AMT/Frog 1/72 P-38 Lightning
|PRICE:||80 cents SRP when new|
|REVIEWER:||Scott Van Aken|
The Lockheed P-38 Lightning was a World War II American fighter aircraft built by Lockheed. Developed to a United States Army Air Corps requirement, the P-38 had distinctive twin booms and a single, central nacelle containing the cockpit and armament. The P-38 was used in a number of roles, including dive bombing, level bombing, ground-attack, night fighting, photo reconnaissance missions, and extensively as a long-range escort fighter when equipped with drop tanks under its wings.
The P-38 was used most successfully in the Pacific Theater of Operations and the China-Burma-India Theater of Operations as the mount of America's top aces, Richard Bong (40 victories) and Thomas McGuire (38 victories). In the South West Pacific theater, the P-38 was the primary long-range fighter of United States Army Air Forces until the appearance of large numbers of P-51D Mustangs toward the end of the war.

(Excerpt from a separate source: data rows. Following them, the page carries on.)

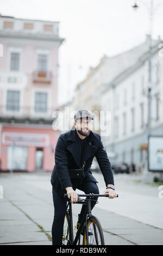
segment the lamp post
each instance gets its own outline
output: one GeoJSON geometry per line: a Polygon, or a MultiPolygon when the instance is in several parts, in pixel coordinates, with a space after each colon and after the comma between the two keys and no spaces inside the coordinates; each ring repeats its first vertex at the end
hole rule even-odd
{"type": "MultiPolygon", "coordinates": [[[[147,9],[149,15],[149,35],[148,35],[148,44],[149,44],[149,56],[148,56],[148,119],[147,124],[146,130],[146,139],[147,143],[148,142],[148,137],[151,134],[151,103],[152,103],[152,95],[151,91],[152,88],[152,28],[153,28],[153,20],[154,13],[158,9],[158,7],[162,4],[162,2],[160,4],[156,4],[154,6],[153,0],[149,0],[148,1],[143,1],[139,0],[147,9]]],[[[135,2],[135,4],[132,7],[135,10],[137,10],[139,5],[135,2]]],[[[153,175],[151,173],[148,172],[148,150],[147,150],[147,159],[145,162],[145,169],[143,173],[142,180],[144,182],[152,182],[153,181],[153,175]]]]}

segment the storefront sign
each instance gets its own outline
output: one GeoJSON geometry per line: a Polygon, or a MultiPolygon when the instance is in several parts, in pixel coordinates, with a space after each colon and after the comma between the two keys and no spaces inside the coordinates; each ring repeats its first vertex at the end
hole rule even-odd
{"type": "Polygon", "coordinates": [[[2,144],[21,146],[48,147],[49,137],[47,134],[20,132],[3,132],[2,144]]]}

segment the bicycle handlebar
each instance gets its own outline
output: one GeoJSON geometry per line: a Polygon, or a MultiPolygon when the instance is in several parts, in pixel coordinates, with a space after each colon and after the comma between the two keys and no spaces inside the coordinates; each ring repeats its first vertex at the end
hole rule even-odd
{"type": "MultiPolygon", "coordinates": [[[[109,197],[109,193],[107,194],[93,194],[93,193],[90,193],[90,194],[78,194],[78,197],[109,197]]],[[[67,197],[67,194],[64,194],[64,198],[67,197]]],[[[118,194],[117,194],[116,197],[118,197],[118,194]]]]}

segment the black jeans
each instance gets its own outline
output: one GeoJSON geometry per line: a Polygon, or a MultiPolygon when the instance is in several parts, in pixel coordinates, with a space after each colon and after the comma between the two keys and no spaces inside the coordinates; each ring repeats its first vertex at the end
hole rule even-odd
{"type": "MultiPolygon", "coordinates": [[[[86,194],[90,193],[99,194],[98,187],[97,184],[94,181],[89,181],[84,184],[83,184],[82,181],[79,182],[77,188],[82,190],[82,191],[83,191],[86,194]]],[[[61,245],[67,201],[66,199],[62,199],[53,187],[52,188],[52,192],[54,207],[54,216],[52,228],[52,245],[61,245]]],[[[96,201],[91,201],[91,209],[95,206],[98,197],[95,197],[94,199],[96,201]]],[[[86,205],[83,205],[80,214],[80,217],[82,217],[86,207],[86,205]]],[[[79,221],[80,221],[79,220],[79,221]]]]}

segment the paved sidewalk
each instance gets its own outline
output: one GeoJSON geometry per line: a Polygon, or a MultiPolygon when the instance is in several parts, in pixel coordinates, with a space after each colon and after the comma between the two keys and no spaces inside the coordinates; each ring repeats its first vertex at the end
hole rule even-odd
{"type": "MultiPolygon", "coordinates": [[[[134,178],[129,175],[118,175],[115,178],[120,197],[114,200],[101,198],[92,211],[101,221],[105,245],[163,245],[162,226],[152,227],[152,223],[147,224],[145,221],[149,214],[155,214],[158,218],[159,214],[153,208],[159,203],[162,207],[163,199],[155,203],[157,190],[135,183],[132,181],[134,178]],[[147,196],[150,198],[147,202],[147,196]],[[145,208],[143,202],[147,205],[145,208]],[[155,204],[148,211],[149,202],[155,204]]],[[[102,192],[103,178],[99,174],[95,176],[99,181],[102,192]]],[[[0,174],[0,185],[4,190],[4,198],[0,199],[0,245],[52,245],[54,209],[50,176],[50,173],[0,174]]],[[[162,208],[159,207],[162,216],[162,208]]],[[[80,208],[73,205],[74,224],[80,208]]],[[[151,222],[148,218],[148,222],[151,222]]],[[[159,220],[153,225],[161,223],[159,220]]]]}

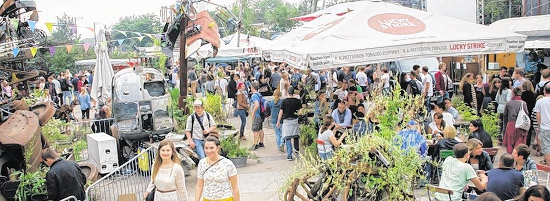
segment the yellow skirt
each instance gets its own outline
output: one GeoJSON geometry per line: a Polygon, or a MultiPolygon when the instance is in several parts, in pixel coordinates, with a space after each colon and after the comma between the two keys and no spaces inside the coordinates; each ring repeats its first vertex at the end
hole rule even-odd
{"type": "Polygon", "coordinates": [[[233,200],[234,200],[233,199],[233,197],[230,197],[230,198],[227,198],[223,199],[218,199],[218,200],[211,200],[211,199],[206,199],[206,198],[204,198],[204,199],[202,199],[202,201],[233,201],[233,200]]]}

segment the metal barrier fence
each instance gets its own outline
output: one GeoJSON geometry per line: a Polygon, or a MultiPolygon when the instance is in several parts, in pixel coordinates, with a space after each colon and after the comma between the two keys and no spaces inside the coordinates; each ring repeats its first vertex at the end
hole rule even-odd
{"type": "MultiPolygon", "coordinates": [[[[76,138],[84,139],[84,143],[86,143],[87,145],[86,135],[98,132],[111,133],[109,126],[112,125],[114,122],[114,119],[113,118],[76,121],[73,122],[71,132],[74,134],[76,138]]],[[[80,157],[78,160],[82,161],[89,159],[87,152],[85,151],[85,150],[82,152],[82,153],[79,153],[79,154],[80,157]]]]}
{"type": "Polygon", "coordinates": [[[154,146],[141,149],[138,155],[92,183],[86,189],[86,200],[141,200],[151,181],[156,150],[154,146]]]}
{"type": "Polygon", "coordinates": [[[62,200],[60,200],[59,201],[69,201],[69,200],[70,200],[70,201],[72,201],[72,200],[80,201],[80,200],[78,200],[78,199],[76,199],[76,197],[74,197],[74,196],[69,196],[68,197],[63,198],[63,199],[62,199],[62,200]]]}

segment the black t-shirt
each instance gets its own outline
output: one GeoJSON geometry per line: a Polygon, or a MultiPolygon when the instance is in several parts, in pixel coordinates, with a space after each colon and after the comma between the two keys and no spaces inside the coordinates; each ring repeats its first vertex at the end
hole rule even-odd
{"type": "Polygon", "coordinates": [[[282,121],[288,118],[298,118],[298,110],[302,108],[301,102],[296,98],[288,98],[283,100],[280,104],[280,109],[283,110],[282,121]]]}
{"type": "Polygon", "coordinates": [[[227,85],[227,98],[237,98],[237,83],[235,81],[235,80],[231,80],[229,81],[229,83],[227,85]]]}

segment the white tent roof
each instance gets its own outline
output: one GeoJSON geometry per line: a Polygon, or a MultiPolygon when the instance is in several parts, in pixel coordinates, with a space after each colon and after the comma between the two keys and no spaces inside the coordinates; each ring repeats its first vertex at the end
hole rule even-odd
{"type": "MultiPolygon", "coordinates": [[[[216,57],[247,57],[260,55],[262,48],[271,42],[267,39],[241,34],[240,44],[237,47],[237,34],[233,34],[222,38],[218,54],[216,57]],[[226,44],[224,41],[229,41],[226,44]]],[[[212,45],[207,44],[201,47],[193,58],[207,58],[212,56],[212,45]]]]}
{"type": "Polygon", "coordinates": [[[351,11],[341,16],[323,14],[272,41],[263,48],[266,59],[302,69],[308,66],[320,69],[433,56],[516,52],[523,50],[526,38],[379,1],[342,4],[351,11]]]}

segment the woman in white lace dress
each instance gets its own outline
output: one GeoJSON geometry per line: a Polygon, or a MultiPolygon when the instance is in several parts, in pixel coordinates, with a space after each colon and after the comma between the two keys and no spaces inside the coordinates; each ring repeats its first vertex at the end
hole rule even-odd
{"type": "Polygon", "coordinates": [[[189,200],[185,188],[185,177],[174,143],[169,139],[158,144],[156,161],[153,165],[151,182],[147,187],[143,200],[153,189],[155,201],[189,200]]]}
{"type": "Polygon", "coordinates": [[[208,137],[204,147],[206,158],[197,168],[195,201],[240,201],[237,170],[229,159],[218,154],[219,139],[208,137]]]}

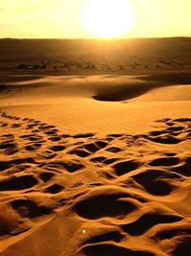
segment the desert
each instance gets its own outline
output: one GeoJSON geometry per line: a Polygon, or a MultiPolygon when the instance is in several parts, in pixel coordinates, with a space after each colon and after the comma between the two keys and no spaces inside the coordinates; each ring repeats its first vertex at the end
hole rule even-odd
{"type": "Polygon", "coordinates": [[[0,255],[191,254],[190,37],[0,40],[0,255]]]}

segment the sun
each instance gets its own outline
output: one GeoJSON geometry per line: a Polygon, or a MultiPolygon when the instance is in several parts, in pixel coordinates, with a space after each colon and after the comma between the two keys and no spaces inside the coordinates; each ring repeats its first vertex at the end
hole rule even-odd
{"type": "Polygon", "coordinates": [[[81,12],[81,21],[92,35],[113,38],[131,30],[135,13],[128,0],[88,0],[81,12]]]}

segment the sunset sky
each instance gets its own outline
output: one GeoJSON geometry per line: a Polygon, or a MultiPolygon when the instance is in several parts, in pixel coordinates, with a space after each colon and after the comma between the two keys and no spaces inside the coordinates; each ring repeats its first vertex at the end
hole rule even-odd
{"type": "MultiPolygon", "coordinates": [[[[82,22],[82,13],[89,1],[91,0],[0,0],[0,37],[96,37],[91,33],[91,28],[87,30],[88,25],[82,22]]],[[[104,1],[108,3],[108,0],[102,0],[102,3],[104,1]]],[[[113,1],[115,0],[110,0],[111,3],[113,1]]],[[[133,22],[120,37],[191,36],[190,0],[122,1],[126,1],[130,8],[133,22]]],[[[97,22],[98,8],[94,11],[97,22]]],[[[103,15],[106,13],[107,17],[110,5],[106,4],[100,12],[103,15]]],[[[115,19],[117,21],[119,13],[113,16],[113,22],[115,19]]],[[[87,17],[85,22],[88,23],[87,17]]],[[[96,23],[96,20],[94,22],[96,23]]]]}

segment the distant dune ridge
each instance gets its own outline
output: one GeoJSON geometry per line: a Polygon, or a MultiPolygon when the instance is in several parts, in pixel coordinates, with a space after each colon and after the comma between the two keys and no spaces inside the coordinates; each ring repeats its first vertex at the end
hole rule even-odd
{"type": "MultiPolygon", "coordinates": [[[[178,41],[176,49],[189,48],[189,38],[149,42],[169,58],[178,41]]],[[[8,43],[16,49],[32,41],[8,43]]],[[[170,69],[156,70],[150,52],[153,69],[137,63],[136,71],[119,72],[84,70],[79,60],[75,70],[18,69],[15,52],[5,62],[0,57],[0,256],[190,255],[185,52],[184,68],[169,58],[170,69]]]]}

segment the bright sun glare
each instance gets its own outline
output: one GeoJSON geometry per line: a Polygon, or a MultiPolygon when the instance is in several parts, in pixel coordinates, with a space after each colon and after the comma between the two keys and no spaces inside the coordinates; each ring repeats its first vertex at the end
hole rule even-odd
{"type": "Polygon", "coordinates": [[[134,10],[128,0],[88,0],[81,13],[84,28],[101,38],[117,37],[134,24],[134,10]]]}

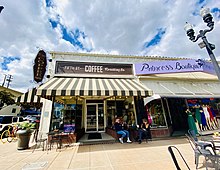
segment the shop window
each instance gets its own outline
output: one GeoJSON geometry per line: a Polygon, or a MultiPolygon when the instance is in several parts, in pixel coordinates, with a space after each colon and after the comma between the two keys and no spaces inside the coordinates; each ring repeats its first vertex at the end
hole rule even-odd
{"type": "Polygon", "coordinates": [[[54,104],[51,129],[65,130],[81,128],[82,105],[81,104],[54,104]],[[74,126],[74,127],[73,127],[74,126]]]}
{"type": "Polygon", "coordinates": [[[152,128],[167,127],[165,123],[165,116],[162,109],[161,100],[154,100],[147,104],[149,119],[152,121],[152,128]]]}
{"type": "Polygon", "coordinates": [[[115,118],[121,118],[128,125],[135,124],[132,98],[124,100],[107,101],[107,126],[112,127],[115,118]]]}

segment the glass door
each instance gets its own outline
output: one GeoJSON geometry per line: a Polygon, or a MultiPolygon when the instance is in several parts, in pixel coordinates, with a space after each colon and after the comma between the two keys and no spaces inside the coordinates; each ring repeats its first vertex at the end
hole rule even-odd
{"type": "Polygon", "coordinates": [[[87,104],[86,131],[104,131],[104,109],[103,104],[87,104]]]}

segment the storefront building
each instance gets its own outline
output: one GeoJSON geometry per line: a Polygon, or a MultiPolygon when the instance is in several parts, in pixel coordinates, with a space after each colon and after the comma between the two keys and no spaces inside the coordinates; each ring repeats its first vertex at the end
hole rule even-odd
{"type": "Polygon", "coordinates": [[[199,133],[219,130],[220,83],[209,62],[177,58],[51,52],[48,80],[20,100],[43,103],[39,131],[107,132],[116,117],[129,127],[147,117],[152,137],[184,135],[186,108],[215,112],[199,133]],[[37,95],[33,98],[33,95],[37,95]],[[42,100],[48,99],[48,100],[42,100]]]}
{"type": "MultiPolygon", "coordinates": [[[[135,64],[135,75],[153,90],[145,98],[145,108],[152,119],[154,136],[184,135],[189,129],[186,108],[196,122],[198,133],[219,130],[220,82],[209,62],[202,60],[145,61],[135,64]],[[200,108],[205,113],[213,109],[213,118],[205,116],[204,127],[200,108]],[[199,121],[198,121],[199,120],[199,121]]],[[[211,114],[212,115],[212,114],[211,114]]]]}
{"type": "Polygon", "coordinates": [[[72,129],[79,139],[84,133],[106,132],[116,117],[130,127],[141,121],[143,98],[153,95],[134,76],[134,61],[144,57],[57,52],[51,56],[48,81],[36,92],[51,100],[42,107],[41,132],[72,129]]]}

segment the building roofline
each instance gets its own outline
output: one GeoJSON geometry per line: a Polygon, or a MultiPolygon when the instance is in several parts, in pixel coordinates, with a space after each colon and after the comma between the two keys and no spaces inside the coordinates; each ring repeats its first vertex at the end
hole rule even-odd
{"type": "Polygon", "coordinates": [[[140,59],[159,59],[159,60],[186,60],[191,58],[184,57],[164,57],[164,56],[137,56],[137,55],[117,55],[117,54],[98,54],[98,53],[77,53],[77,52],[59,52],[59,51],[50,51],[49,52],[52,57],[54,55],[78,55],[78,56],[96,56],[96,57],[114,57],[114,58],[140,58],[140,59]]]}

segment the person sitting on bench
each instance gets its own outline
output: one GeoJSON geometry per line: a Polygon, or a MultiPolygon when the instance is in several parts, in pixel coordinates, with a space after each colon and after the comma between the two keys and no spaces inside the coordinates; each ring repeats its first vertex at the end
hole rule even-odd
{"type": "Polygon", "coordinates": [[[143,119],[143,122],[139,125],[138,128],[138,142],[141,144],[143,136],[147,139],[151,139],[150,124],[147,122],[147,119],[143,119]]]}
{"type": "Polygon", "coordinates": [[[131,143],[129,139],[129,132],[122,128],[122,123],[119,118],[116,118],[114,126],[115,126],[116,133],[121,135],[121,137],[119,138],[119,141],[123,143],[123,138],[127,137],[127,142],[131,143]]]}

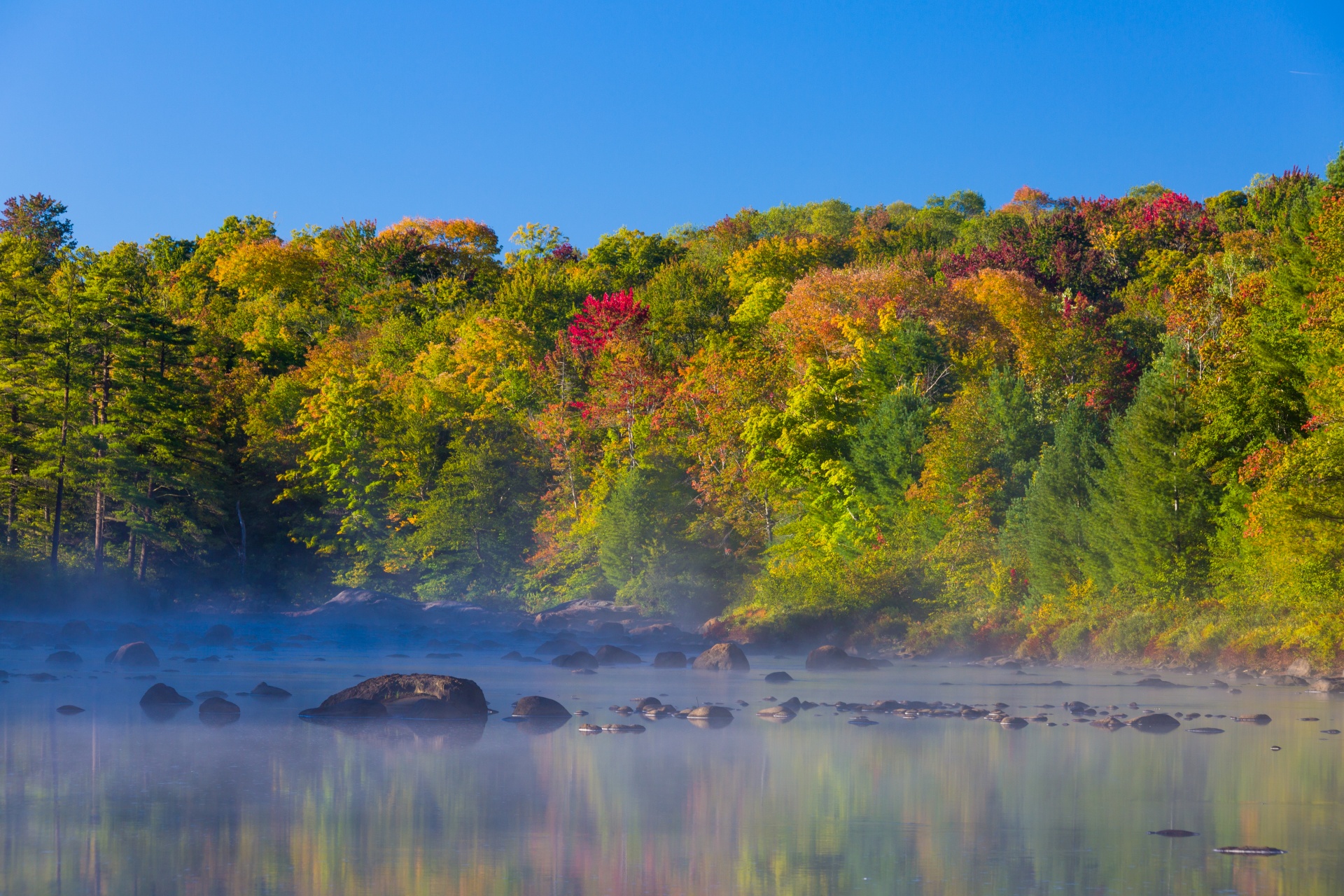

The P-38 was unusually quiet for a fighter, the exhaust muffled by the turbo-superchargers. It was extremely forgiving, and could be mishandled in many ways, but the rate of roll in the early versions was too slow for it to excel as a dogfighter. The P-38 was the only American fighter aircraft in production throughout American involvement in the war, from Pearl Harbor to Victory over Japan Day.
Frog as a model company went out of business in 1976 with its molds being distributed to either Revell AG or to the then Soviet Union, often marketed by Novo. While they were still around, AMT imported them and provided their own boxes and instructions. These kits are still being produced today and can frequently be found in new boxes from a variety of sources. Considered to be the first injected plastic kits, Frog helped to set the standards for kits as we know them today.
Apparently there are only a given number of ways to mold a P-38 and this kit follows what is pretty much a standard breakdown of parts. The cockpit consists of little more than a seat and pilot figure, the norm for the time. There are two main fuselage halves with a separate nose section. The nose guns are all individual rods and fit into triangular cut-outs in the nose. There is a lot of room for weight and you'll need it. The wheel wells are not boxed in and the design of the main gear is such that they need to be installed as the halves are closed. The wheels are very toy-like with no detail.
This goes for the boom bear wells as well. Wings are in six sections. The outer sections are upper and lower while the center section includes long, flat wing spars. This means it needs to be installed before the outer wing panels. There is a long slot in the fuselage pod that slips into the wings. The tail plane is a long inner section with two short outer sections. On the booms there is a cap for the front onto which is attached a prop and spinner. The boom coolant radiators are molded flat on the front and rear. Atop the booms are the two supercharger intakes as well as two separate, small, intakes. There are drop tanks for the inner wing sections and rocket racks for the outer wings. I like that the holes for these items have not been pre-opened so you can build the kit unencumbered. A one-piece canopy with very faint frame lines tops all of this.
Instructions are basically an exploded view with 13 written construction steps, something those used to kits of the 60's will find familiar. The now-shot decals include one for Dick Bong as shown on the box art and a camouflaged plane from an unspecified European theater unit. The kit can allegedly be built as either a P-38J or P-38L, however, the raised detailing under the wing has the compressability flaps so those will need to be removed for a J.
Kits like this are truly easy to find from vendors at just about any model show or swap meet and usually for a pittance. If you are seriously on a budget, want a nostalgia build or just want something that is relatively quick and easy to build, then these old Frog kits, regardless of what box they are in, are just the ticket.